Subsequently, in April 1977, the then NWFP governor directed the provincial authorities to implement the Maffey-Griffith line, both on the ground and in the revenue records. The objective of the directive was “to establish the proprietary rights of the Afridis” as well as those of the residents of Tehkal and Achini villages.
The directive was never implemented.
In the late 1980s, the dispute surfaced again after the Peshawar Development Authority (PDA) decided to allocate hundreds of acres of land to Regi Model Town in Regi Lalma area bordering Jamrud. Kukikhels again objected. Their elders held several meetings with senior government officials but could not have their reservations addressed. In 2011, they moved the Peshawar High Court.
Two years later, the court ordered the Khyber Pakhtunkhwa chief secretary to hold a meeting immediately to clearly identify the Maffey-Griffith line “which is an undisputed demarcation line for both the parties”. The court also directed that the line, once demarcated, should be marked with concrete pillars.

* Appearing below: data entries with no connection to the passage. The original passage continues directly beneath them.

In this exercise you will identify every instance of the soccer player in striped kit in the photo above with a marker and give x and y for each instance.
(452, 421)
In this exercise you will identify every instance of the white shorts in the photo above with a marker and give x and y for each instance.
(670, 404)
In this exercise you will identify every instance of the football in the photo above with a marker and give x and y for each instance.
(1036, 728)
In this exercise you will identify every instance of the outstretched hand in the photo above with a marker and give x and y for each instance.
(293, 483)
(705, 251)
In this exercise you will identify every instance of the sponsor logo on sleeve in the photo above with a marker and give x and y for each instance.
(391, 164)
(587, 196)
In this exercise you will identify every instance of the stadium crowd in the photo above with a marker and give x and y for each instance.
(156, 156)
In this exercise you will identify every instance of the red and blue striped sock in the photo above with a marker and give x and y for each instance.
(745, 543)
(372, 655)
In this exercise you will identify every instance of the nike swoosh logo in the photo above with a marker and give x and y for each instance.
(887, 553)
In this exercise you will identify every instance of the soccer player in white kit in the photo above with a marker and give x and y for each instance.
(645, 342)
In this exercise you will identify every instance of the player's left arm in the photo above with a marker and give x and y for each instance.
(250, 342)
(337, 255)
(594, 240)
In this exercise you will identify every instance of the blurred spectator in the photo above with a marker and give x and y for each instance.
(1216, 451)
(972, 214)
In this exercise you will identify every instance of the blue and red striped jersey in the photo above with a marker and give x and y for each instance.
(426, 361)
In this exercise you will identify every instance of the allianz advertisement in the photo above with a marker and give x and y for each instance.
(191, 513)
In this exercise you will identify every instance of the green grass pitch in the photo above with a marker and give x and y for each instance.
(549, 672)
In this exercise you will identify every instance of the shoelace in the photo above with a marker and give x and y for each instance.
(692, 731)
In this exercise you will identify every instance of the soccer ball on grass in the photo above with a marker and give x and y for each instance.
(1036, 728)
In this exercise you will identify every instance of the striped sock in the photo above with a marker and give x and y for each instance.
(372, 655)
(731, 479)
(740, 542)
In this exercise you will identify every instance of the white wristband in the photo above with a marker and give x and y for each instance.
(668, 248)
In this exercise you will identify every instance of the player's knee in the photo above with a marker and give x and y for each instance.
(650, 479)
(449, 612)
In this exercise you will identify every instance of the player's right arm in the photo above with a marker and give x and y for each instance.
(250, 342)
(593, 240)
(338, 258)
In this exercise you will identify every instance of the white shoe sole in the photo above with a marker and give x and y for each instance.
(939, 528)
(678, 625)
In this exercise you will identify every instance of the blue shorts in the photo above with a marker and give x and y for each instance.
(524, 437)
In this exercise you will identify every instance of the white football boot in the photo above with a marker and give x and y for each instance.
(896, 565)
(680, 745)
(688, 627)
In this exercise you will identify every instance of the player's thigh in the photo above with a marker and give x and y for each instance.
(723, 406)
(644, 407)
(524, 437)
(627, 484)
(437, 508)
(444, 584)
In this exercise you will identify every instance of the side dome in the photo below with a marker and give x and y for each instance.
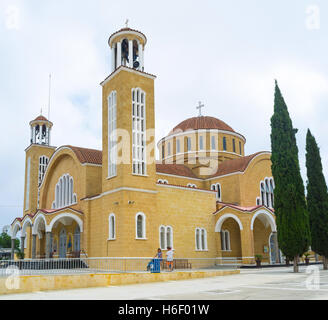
(202, 122)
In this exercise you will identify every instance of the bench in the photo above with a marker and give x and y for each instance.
(177, 264)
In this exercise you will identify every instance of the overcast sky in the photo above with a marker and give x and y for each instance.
(223, 53)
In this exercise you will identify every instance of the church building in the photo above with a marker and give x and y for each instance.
(203, 197)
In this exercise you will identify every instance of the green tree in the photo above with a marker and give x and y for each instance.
(5, 241)
(290, 205)
(317, 199)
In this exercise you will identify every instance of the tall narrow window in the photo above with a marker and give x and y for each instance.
(162, 243)
(140, 226)
(112, 146)
(165, 237)
(272, 192)
(111, 228)
(138, 131)
(188, 144)
(27, 192)
(201, 143)
(217, 187)
(178, 145)
(213, 146)
(43, 163)
(263, 197)
(64, 195)
(201, 239)
(224, 143)
(225, 240)
(169, 237)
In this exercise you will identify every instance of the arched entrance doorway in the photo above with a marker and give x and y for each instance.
(76, 245)
(229, 228)
(265, 237)
(62, 243)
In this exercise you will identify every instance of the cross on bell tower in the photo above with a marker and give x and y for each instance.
(199, 107)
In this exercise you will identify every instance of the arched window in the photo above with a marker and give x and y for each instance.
(165, 237)
(140, 226)
(111, 227)
(162, 243)
(139, 131)
(272, 192)
(197, 235)
(224, 143)
(217, 187)
(213, 145)
(263, 197)
(112, 138)
(267, 192)
(188, 144)
(201, 143)
(191, 185)
(201, 239)
(178, 145)
(225, 240)
(169, 237)
(43, 163)
(27, 191)
(64, 195)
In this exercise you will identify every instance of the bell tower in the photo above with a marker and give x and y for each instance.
(38, 154)
(128, 115)
(127, 49)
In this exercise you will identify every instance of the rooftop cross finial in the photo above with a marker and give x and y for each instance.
(199, 107)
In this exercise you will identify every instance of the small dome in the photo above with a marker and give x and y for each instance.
(40, 118)
(201, 122)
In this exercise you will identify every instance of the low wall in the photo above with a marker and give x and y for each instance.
(22, 284)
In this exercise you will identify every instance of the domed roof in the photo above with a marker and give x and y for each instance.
(40, 118)
(201, 122)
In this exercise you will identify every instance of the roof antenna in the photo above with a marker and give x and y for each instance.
(49, 96)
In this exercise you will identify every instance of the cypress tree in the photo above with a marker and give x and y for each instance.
(317, 199)
(290, 205)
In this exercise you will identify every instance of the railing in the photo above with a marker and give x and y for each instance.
(109, 265)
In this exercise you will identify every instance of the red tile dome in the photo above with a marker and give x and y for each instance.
(201, 122)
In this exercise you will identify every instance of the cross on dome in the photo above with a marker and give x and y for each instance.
(199, 107)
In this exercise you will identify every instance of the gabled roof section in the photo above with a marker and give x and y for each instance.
(202, 122)
(175, 169)
(86, 155)
(235, 165)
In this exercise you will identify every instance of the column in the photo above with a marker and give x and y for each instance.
(119, 54)
(247, 243)
(47, 135)
(140, 50)
(13, 248)
(22, 243)
(275, 237)
(113, 58)
(48, 244)
(141, 57)
(33, 134)
(130, 53)
(33, 246)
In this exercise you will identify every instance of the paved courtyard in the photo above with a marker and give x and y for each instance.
(251, 284)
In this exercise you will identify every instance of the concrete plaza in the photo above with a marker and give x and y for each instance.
(251, 284)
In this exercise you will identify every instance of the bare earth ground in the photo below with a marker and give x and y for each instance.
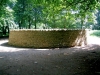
(59, 61)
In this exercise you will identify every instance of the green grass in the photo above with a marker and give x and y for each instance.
(95, 33)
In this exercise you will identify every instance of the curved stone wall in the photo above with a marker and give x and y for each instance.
(47, 38)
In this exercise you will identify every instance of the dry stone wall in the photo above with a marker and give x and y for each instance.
(47, 38)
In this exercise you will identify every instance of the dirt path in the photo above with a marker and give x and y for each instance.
(63, 61)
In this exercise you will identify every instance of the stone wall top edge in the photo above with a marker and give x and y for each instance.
(44, 29)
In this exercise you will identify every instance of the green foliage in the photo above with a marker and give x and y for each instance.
(47, 13)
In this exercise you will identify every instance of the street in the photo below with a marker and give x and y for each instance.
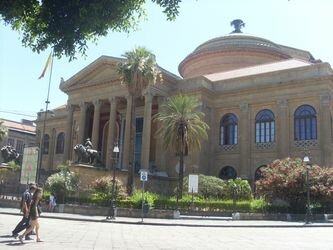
(67, 234)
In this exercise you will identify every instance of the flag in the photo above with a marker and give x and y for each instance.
(46, 66)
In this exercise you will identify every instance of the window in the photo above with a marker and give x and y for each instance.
(138, 144)
(60, 143)
(11, 142)
(305, 119)
(258, 174)
(229, 130)
(19, 146)
(227, 173)
(265, 126)
(46, 143)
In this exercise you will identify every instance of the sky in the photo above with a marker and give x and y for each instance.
(305, 25)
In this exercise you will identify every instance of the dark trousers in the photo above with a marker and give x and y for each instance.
(23, 224)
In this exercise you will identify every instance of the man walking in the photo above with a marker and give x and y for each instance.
(25, 206)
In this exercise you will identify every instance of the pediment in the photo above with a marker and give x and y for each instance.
(101, 71)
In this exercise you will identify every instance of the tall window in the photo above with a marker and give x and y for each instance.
(19, 146)
(265, 126)
(60, 143)
(46, 143)
(305, 118)
(227, 173)
(138, 144)
(229, 130)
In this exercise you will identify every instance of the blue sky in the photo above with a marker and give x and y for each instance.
(301, 24)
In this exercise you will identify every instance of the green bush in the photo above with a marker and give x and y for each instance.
(102, 187)
(63, 183)
(283, 184)
(148, 197)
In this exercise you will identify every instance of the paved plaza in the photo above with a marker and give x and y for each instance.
(84, 234)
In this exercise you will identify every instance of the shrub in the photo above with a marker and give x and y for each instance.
(62, 183)
(211, 187)
(103, 190)
(285, 180)
(149, 197)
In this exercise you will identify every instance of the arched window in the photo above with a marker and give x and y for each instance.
(227, 173)
(46, 143)
(229, 130)
(265, 126)
(305, 123)
(60, 143)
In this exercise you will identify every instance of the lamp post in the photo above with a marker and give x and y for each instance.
(112, 214)
(308, 215)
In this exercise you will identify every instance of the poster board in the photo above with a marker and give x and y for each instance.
(29, 165)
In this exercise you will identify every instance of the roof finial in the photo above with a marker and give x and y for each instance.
(238, 24)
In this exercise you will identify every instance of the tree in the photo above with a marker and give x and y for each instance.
(67, 25)
(3, 131)
(182, 129)
(286, 180)
(138, 71)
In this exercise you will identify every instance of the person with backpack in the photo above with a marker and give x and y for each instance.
(25, 208)
(34, 214)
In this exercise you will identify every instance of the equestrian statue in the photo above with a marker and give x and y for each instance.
(9, 153)
(86, 153)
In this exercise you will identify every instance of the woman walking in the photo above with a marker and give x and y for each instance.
(33, 215)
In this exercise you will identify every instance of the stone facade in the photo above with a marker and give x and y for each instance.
(262, 101)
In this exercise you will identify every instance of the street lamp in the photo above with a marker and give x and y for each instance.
(113, 208)
(308, 163)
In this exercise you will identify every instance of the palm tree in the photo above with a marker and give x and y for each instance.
(182, 128)
(138, 71)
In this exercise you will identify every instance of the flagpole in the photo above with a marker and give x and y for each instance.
(41, 142)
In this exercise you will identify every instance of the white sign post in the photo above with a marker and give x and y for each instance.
(29, 165)
(143, 178)
(193, 183)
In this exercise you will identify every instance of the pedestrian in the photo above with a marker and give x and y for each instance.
(34, 214)
(25, 208)
(52, 202)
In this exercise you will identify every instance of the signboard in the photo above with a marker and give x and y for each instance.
(193, 183)
(29, 165)
(143, 175)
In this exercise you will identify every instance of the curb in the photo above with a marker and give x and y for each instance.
(180, 224)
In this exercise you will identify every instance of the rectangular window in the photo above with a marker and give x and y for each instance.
(257, 133)
(19, 146)
(11, 142)
(236, 135)
(272, 131)
(222, 136)
(138, 144)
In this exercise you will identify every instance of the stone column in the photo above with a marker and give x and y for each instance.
(83, 114)
(325, 129)
(68, 135)
(146, 131)
(244, 141)
(95, 130)
(282, 131)
(111, 132)
(160, 156)
(127, 139)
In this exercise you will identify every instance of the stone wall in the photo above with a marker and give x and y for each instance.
(88, 174)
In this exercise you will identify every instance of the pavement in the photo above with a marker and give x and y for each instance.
(188, 221)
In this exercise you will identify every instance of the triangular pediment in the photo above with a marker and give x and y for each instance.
(102, 70)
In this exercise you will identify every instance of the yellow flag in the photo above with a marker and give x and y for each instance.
(46, 66)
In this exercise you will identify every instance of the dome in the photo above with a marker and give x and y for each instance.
(230, 52)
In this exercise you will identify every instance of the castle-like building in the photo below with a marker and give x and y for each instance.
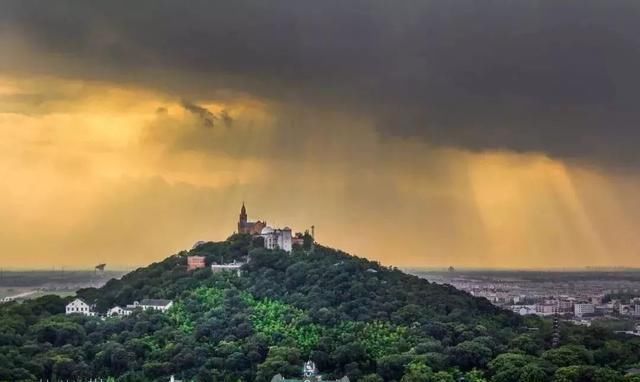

The Khyber Pakhtunkhwa government did not implement the order. Another two years afterwards, Kukikhels held a sit-in protest outside the residence of Pakistan Tehreek-e-Insaf (PTI) Chairman Imran Khan in Bani Gala, Islamabad. Khan was a leader of the opposition in the National Assembly at the time but his PTI was in power in Khyber Pakhtunkhwa.
In May 2015, he met Kukikhel elders in the company of the then Khyber Pakhtunkhwa Chief Minister Pervez Khattak, senior provincial minister Inayatullah, local government department secretary and the PDA’s director general. The participants of the meeting reached the same conclusion that authorities had reached earlier — that the dispute would be resolved in line with the Maffey-Griffith Award.
Consequently, a one-member inquiry commission, manned by a Peshawar-based district and sessions judge, was constituted under the West Pakistan Tribunal of Inquiry Ordinance 1969. “It was decided that the commission would be given a single [term of reference] — that is, the restoration of the Maffey-Griffith line,” says Malik Naseer, chief of the Kukikhel tribe.
When the notification for the inquiry commission was issued, it included eight terms of references. One of them stated that the decision of the inquiry officer shall be final and binding and none of the parties shall have the right to challenge it in any court of law. “This was not acceptable to us [so] we boycotted the proceedings of the inquiry commission,” says Barkat Afridi.
Since then, the dispute has lingered on.